The retention frequency of the regions which carry the selection marker, thymidine kinase gene 1 ( TK1 ). Panel A: The retention of 2,377 RH vectors in CHI19 of CHIR_1.0, from raw genotyping data before any quality control. Panel B: The retention frequency for 604 markers and the position of these markers on the robust RH map of chromosome CHI19. The retention is roughly constant along the chromosome at 39.0%. The missing region in the robust RH map from 40.9 Mb to 62.1 Mb showed extremely high retention. This region carries TK1 gene at position 52.7 Mb, where the anticipated highest retention near 100% are shown.

Figure 4
figure 4

Observed distribution of inter-marker distances is similar to the expectation for spaced markers at a resolution of 65 kb/2cR.

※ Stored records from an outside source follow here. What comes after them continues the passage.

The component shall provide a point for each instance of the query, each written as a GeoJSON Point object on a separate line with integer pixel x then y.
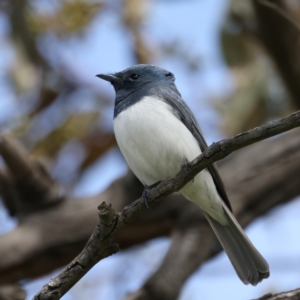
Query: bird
{"type": "Point", "coordinates": [158, 134]}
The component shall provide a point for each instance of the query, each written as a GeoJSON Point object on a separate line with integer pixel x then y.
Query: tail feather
{"type": "Point", "coordinates": [248, 263]}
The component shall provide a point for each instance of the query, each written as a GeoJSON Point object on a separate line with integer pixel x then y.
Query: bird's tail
{"type": "Point", "coordinates": [248, 263]}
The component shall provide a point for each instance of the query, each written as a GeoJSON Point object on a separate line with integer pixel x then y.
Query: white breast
{"type": "Point", "coordinates": [155, 144]}
{"type": "Point", "coordinates": [153, 140]}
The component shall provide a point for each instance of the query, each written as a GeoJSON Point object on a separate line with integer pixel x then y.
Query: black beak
{"type": "Point", "coordinates": [108, 77]}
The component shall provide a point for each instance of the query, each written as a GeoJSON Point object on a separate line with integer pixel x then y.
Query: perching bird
{"type": "Point", "coordinates": [157, 133]}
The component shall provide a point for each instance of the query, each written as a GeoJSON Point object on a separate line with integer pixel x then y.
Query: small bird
{"type": "Point", "coordinates": [157, 133]}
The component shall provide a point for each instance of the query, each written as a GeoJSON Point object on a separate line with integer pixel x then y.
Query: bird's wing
{"type": "Point", "coordinates": [183, 112]}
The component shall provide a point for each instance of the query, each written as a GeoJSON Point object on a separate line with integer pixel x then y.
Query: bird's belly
{"type": "Point", "coordinates": [154, 142]}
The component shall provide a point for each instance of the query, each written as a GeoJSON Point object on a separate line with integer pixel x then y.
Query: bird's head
{"type": "Point", "coordinates": [137, 76]}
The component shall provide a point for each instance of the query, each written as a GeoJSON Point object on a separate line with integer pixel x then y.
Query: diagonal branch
{"type": "Point", "coordinates": [98, 246]}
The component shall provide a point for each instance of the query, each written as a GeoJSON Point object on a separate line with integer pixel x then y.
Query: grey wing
{"type": "Point", "coordinates": [173, 98]}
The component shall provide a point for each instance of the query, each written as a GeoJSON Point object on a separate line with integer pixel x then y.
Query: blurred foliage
{"type": "Point", "coordinates": [72, 17]}
{"type": "Point", "coordinates": [46, 90]}
{"type": "Point", "coordinates": [259, 93]}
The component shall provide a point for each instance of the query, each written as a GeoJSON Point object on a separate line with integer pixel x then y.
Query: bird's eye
{"type": "Point", "coordinates": [134, 77]}
{"type": "Point", "coordinates": [169, 74]}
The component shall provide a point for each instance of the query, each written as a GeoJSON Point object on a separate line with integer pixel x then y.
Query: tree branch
{"type": "Point", "coordinates": [290, 295]}
{"type": "Point", "coordinates": [98, 246]}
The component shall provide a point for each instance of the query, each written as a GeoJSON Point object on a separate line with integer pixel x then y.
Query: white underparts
{"type": "Point", "coordinates": [155, 144]}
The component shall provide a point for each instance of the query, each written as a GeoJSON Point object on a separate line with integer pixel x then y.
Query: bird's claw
{"type": "Point", "coordinates": [145, 194]}
{"type": "Point", "coordinates": [145, 197]}
{"type": "Point", "coordinates": [186, 166]}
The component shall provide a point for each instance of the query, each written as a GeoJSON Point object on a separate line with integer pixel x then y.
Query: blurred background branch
{"type": "Point", "coordinates": [237, 66]}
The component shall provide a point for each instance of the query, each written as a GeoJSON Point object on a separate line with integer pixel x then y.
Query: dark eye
{"type": "Point", "coordinates": [134, 77]}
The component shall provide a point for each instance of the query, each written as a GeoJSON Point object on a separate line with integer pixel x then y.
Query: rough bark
{"type": "Point", "coordinates": [99, 245]}
{"type": "Point", "coordinates": [290, 295]}
{"type": "Point", "coordinates": [12, 292]}
{"type": "Point", "coordinates": [71, 221]}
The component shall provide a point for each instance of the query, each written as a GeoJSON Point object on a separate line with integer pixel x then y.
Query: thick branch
{"type": "Point", "coordinates": [290, 295]}
{"type": "Point", "coordinates": [58, 287]}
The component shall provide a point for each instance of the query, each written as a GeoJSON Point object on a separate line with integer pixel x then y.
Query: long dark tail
{"type": "Point", "coordinates": [248, 263]}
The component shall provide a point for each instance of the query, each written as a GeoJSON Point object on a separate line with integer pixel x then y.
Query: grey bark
{"type": "Point", "coordinates": [99, 245]}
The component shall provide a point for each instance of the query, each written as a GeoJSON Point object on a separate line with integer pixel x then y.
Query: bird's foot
{"type": "Point", "coordinates": [186, 166]}
{"type": "Point", "coordinates": [145, 194]}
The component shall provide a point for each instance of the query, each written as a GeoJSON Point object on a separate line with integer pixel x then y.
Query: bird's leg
{"type": "Point", "coordinates": [145, 194]}
{"type": "Point", "coordinates": [186, 166]}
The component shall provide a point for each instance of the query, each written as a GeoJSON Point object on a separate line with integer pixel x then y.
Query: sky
{"type": "Point", "coordinates": [274, 234]}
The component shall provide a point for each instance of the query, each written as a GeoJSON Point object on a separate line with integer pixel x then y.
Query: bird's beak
{"type": "Point", "coordinates": [109, 77]}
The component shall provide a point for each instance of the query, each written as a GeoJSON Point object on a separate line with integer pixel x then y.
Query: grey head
{"type": "Point", "coordinates": [133, 83]}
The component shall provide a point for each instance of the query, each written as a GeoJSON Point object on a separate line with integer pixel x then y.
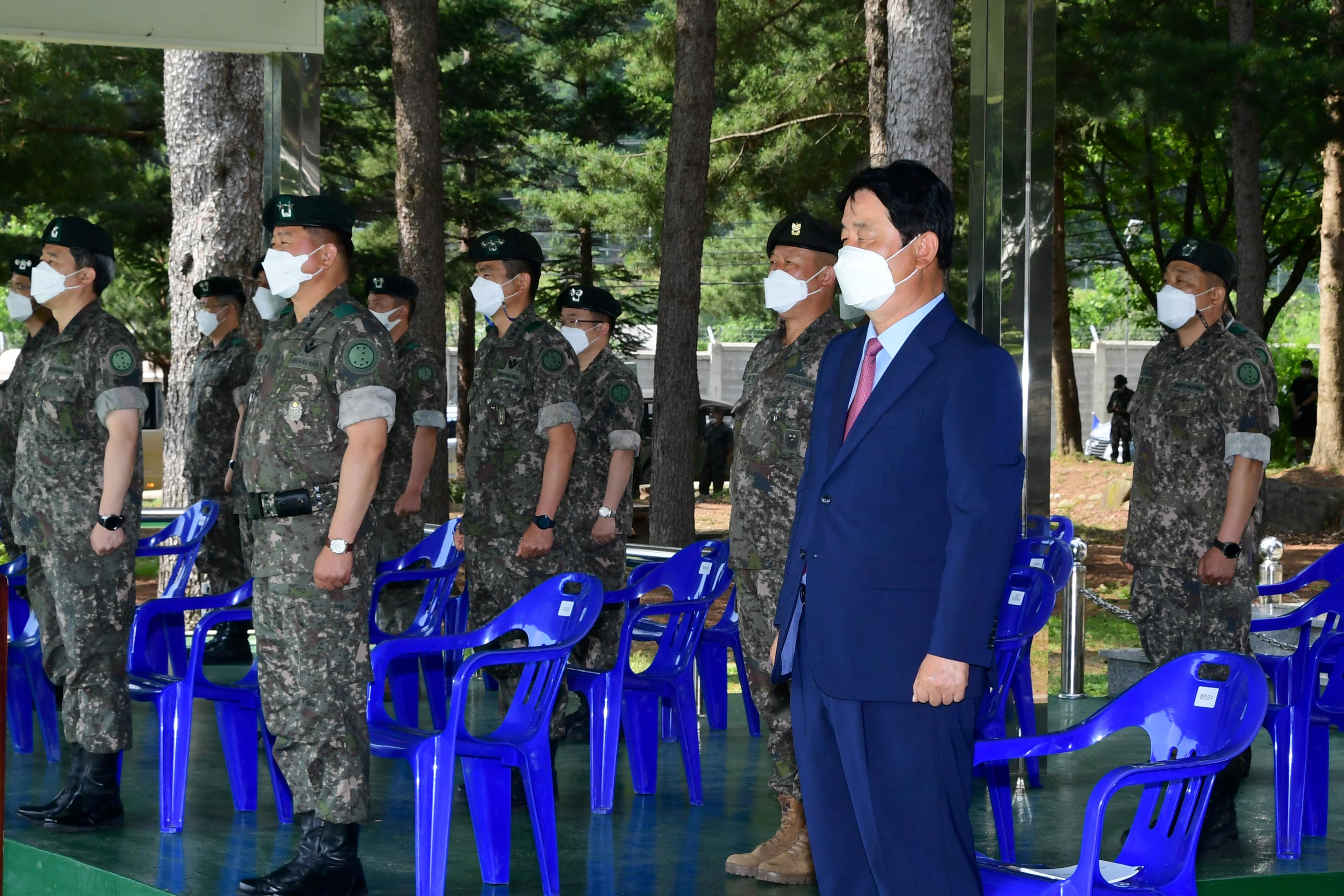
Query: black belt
{"type": "Point", "coordinates": [291, 503]}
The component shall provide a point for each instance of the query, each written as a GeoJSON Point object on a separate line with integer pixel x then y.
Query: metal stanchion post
{"type": "Point", "coordinates": [1072, 632]}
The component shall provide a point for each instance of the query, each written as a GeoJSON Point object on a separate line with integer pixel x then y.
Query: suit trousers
{"type": "Point", "coordinates": [888, 788]}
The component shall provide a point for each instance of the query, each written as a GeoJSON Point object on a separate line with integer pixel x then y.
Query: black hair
{"type": "Point", "coordinates": [515, 266]}
{"type": "Point", "coordinates": [104, 269]}
{"type": "Point", "coordinates": [916, 199]}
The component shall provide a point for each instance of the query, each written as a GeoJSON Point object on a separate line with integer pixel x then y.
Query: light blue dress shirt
{"type": "Point", "coordinates": [892, 340]}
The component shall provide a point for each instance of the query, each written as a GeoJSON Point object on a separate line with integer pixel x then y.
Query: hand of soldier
{"type": "Point", "coordinates": [107, 540]}
{"type": "Point", "coordinates": [604, 531]}
{"type": "Point", "coordinates": [535, 543]}
{"type": "Point", "coordinates": [332, 570]}
{"type": "Point", "coordinates": [408, 504]}
{"type": "Point", "coordinates": [1217, 569]}
{"type": "Point", "coordinates": [941, 682]}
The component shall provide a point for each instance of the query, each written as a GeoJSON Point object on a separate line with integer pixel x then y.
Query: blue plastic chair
{"type": "Point", "coordinates": [1201, 711]}
{"type": "Point", "coordinates": [624, 700]}
{"type": "Point", "coordinates": [439, 609]}
{"type": "Point", "coordinates": [556, 617]}
{"type": "Point", "coordinates": [237, 708]}
{"type": "Point", "coordinates": [1026, 606]}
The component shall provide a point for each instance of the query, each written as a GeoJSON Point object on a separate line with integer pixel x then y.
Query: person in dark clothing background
{"type": "Point", "coordinates": [1119, 410]}
{"type": "Point", "coordinates": [1302, 394]}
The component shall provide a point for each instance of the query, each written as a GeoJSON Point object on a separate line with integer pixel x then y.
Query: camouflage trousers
{"type": "Point", "coordinates": [496, 580]}
{"type": "Point", "coordinates": [312, 665]}
{"type": "Point", "coordinates": [394, 536]}
{"type": "Point", "coordinates": [759, 596]}
{"type": "Point", "coordinates": [85, 605]}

The main drawback of current high throughput sequencing technologies is the short length of the reads they produce. Many of the novel assemblies including the current goat draft assembly obtained with these approaches are composed of a very large number of scaffolds. This fragmentation does not affect gene discovery, polymorphism analysis and sequence comparison between closely related species but it greatly limits the study of genome structure and chromosomal evolution. The comparative RH approach incorporated the prior knowledge of marker orders in CHIR_1.0 into the statistical model. It has the key property that a different ordering than that of the reference order will be accepted as an alternative order only when the RH data is informative enough. As a consequence, the robust maps allow pinpointing the regions where the assembly order disagrees with an RH map order that is strongly supported by the RH data, so this approach allowed improvements over classical a framework-based mapping strategy [19]. The RH maps presented here offer a powerful complement to the available genetic/cytogenetic maps with very limited resolutions [2, 6, 20] and the genome sequence map [7]. Our RH panel and RH maps also revealed the potential ability to map the unplaced genes or scaffolds and to check possible misassembled regions in further research.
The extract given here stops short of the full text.